According to worldwide estimates, hypertension, or abnormally high blood pressure, affects approximately 1 billion people, resulting in 7.1 million attributed deaths per year (x). High blood pressure is a common condition in which the long-term force of the blood against your artery walls is high enough that it may eventually cause health problems, such as heart disease. The more blood your heart pumps and the narrower your arteries, the higher your blood pressure. Though there are medications for high blood pressure, not all forms have proven to be effective. Some people are turning to meditation to control their blood pressure. Studies have evaluated meditation as a potential solution for high blood pressure (x).
In some cases, the holistic practice can replace narcotics. Chronic pain is not only life altering, but prescription drug costs can add up, especially when pain forces people into early retirement. The Medical Expenditure Panel Survey, conducted in 2008, approximated 100 million adults are affected by pain, including joint pain and arthritis. Other studies, discounting joint pain and arthritis, estimate chronic pain prevalence at around 15 percent of American adults (x). Scientists have studied the use of meditation as a treatment for pain. In these studies, meditation has been shown to help pain (x). One study even showed an approximately 40 percent reduction in pain intensity ratings during meditation when compared with non-meditation (x).
Supplements for Meditation
Some benefits of meditation can be further enhanced when paired with supplements.
L-theanine is an amino acid found in a variety of plant and mushroom species, and is particularly abundant in green tea. Studies show that L-theanine has a direct effect on the brain. It relaxes the mind without inducing drowsiness. It has a calming effect and may aid in brain function (x). The recommended dose ranges between 100 to 200 mg one to three times daily (x).
Magnolia Bark Extract
Vitamin B12 is a nutrient that helps keep the body’s nerve and blood cells healthy and helps make DNA, the genetic material in all cells. It is also known as the “energy vitamin” because it helps prevent a type of anemia that makes people tired and weak. The recommended dosage is servings of 100 mg or 200 mg once per day (x).
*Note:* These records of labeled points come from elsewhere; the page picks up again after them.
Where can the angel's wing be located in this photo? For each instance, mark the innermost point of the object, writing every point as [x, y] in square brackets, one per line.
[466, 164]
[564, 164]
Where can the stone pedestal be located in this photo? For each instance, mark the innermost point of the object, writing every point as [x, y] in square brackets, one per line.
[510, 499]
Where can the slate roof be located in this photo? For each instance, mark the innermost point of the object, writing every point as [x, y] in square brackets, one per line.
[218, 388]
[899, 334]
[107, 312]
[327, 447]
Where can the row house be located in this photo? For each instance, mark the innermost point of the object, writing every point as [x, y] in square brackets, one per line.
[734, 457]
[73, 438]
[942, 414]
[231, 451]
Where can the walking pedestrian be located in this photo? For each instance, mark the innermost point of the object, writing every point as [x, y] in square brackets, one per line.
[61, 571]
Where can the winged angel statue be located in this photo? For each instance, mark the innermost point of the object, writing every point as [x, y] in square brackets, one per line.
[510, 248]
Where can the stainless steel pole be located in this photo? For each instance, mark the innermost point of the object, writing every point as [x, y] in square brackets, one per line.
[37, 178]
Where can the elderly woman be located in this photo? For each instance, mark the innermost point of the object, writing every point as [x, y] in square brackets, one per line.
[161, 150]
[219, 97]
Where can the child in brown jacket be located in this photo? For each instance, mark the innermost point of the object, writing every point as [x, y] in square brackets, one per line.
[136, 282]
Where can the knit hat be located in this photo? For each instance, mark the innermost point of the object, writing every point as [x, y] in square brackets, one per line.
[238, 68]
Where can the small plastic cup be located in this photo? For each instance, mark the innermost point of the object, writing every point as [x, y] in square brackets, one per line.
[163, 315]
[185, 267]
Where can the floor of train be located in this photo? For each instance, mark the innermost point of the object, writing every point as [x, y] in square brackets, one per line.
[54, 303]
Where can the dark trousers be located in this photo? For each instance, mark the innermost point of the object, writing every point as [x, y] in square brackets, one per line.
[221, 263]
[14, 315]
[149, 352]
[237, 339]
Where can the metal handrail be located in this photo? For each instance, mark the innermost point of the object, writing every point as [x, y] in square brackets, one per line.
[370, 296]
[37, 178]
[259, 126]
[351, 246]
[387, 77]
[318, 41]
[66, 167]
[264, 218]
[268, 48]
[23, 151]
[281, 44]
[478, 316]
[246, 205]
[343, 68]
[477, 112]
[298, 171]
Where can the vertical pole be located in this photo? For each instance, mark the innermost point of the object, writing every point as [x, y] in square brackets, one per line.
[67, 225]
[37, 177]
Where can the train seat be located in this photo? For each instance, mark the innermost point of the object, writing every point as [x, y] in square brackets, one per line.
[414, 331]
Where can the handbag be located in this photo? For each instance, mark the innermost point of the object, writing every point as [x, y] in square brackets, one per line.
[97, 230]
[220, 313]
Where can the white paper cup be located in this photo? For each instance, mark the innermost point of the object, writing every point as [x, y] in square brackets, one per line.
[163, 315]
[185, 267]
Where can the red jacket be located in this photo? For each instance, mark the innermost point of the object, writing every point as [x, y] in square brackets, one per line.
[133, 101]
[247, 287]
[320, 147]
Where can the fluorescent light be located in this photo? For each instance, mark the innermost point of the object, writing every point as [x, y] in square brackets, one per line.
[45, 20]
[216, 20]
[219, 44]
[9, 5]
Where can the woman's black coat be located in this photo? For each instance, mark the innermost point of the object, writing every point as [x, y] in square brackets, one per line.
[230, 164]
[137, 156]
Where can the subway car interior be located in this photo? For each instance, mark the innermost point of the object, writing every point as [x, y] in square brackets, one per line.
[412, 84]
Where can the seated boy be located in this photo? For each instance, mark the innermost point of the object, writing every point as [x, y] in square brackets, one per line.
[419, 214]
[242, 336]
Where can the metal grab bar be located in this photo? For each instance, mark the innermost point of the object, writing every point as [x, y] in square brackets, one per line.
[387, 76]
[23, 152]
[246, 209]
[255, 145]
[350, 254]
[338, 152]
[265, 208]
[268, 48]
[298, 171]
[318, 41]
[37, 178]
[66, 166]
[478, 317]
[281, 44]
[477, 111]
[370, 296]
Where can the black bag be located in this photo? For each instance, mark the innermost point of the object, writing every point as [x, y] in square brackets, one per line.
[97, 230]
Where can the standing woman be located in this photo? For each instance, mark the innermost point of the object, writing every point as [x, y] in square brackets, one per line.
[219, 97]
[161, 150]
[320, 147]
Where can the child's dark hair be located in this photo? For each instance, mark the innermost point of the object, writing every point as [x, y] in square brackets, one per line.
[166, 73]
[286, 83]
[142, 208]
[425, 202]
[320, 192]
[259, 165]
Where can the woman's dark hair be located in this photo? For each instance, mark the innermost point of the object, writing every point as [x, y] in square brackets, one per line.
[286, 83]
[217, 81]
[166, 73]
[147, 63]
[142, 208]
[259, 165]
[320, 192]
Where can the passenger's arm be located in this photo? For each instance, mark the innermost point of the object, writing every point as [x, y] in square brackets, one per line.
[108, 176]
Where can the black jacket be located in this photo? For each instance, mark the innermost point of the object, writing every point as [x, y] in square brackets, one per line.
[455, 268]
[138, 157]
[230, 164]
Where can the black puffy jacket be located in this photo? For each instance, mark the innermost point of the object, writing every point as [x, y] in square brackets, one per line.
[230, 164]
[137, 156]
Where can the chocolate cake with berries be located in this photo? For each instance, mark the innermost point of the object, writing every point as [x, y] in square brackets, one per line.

Found in many foods, magnesium is an essential nutrient. It can help with depression and overall feelings of well being. One study showed that magnesium tablets significantly improve depression in just two weeks (x). The recommended dosage 1,300 mg once per day (x).
Taken from the root of the ashwagandha plant, this herbal extract is a natural anti-inflammatory believed to help with joint-related pain and promote good mental health. It has been used for more than 5,000 years in India and Africa to help with stress & anxiety. The recommended dosage 450 mg one to three times daily (x).
The Bottom Line
Though meditation cannot replace conventional care, it is a low risk practice with many possible rewards and benefits. Just a few minutes a day can lead to a life with less stress and better concentration. With many different forms of meditation, choose the one that best fits your needs and reap the benefits of meditation.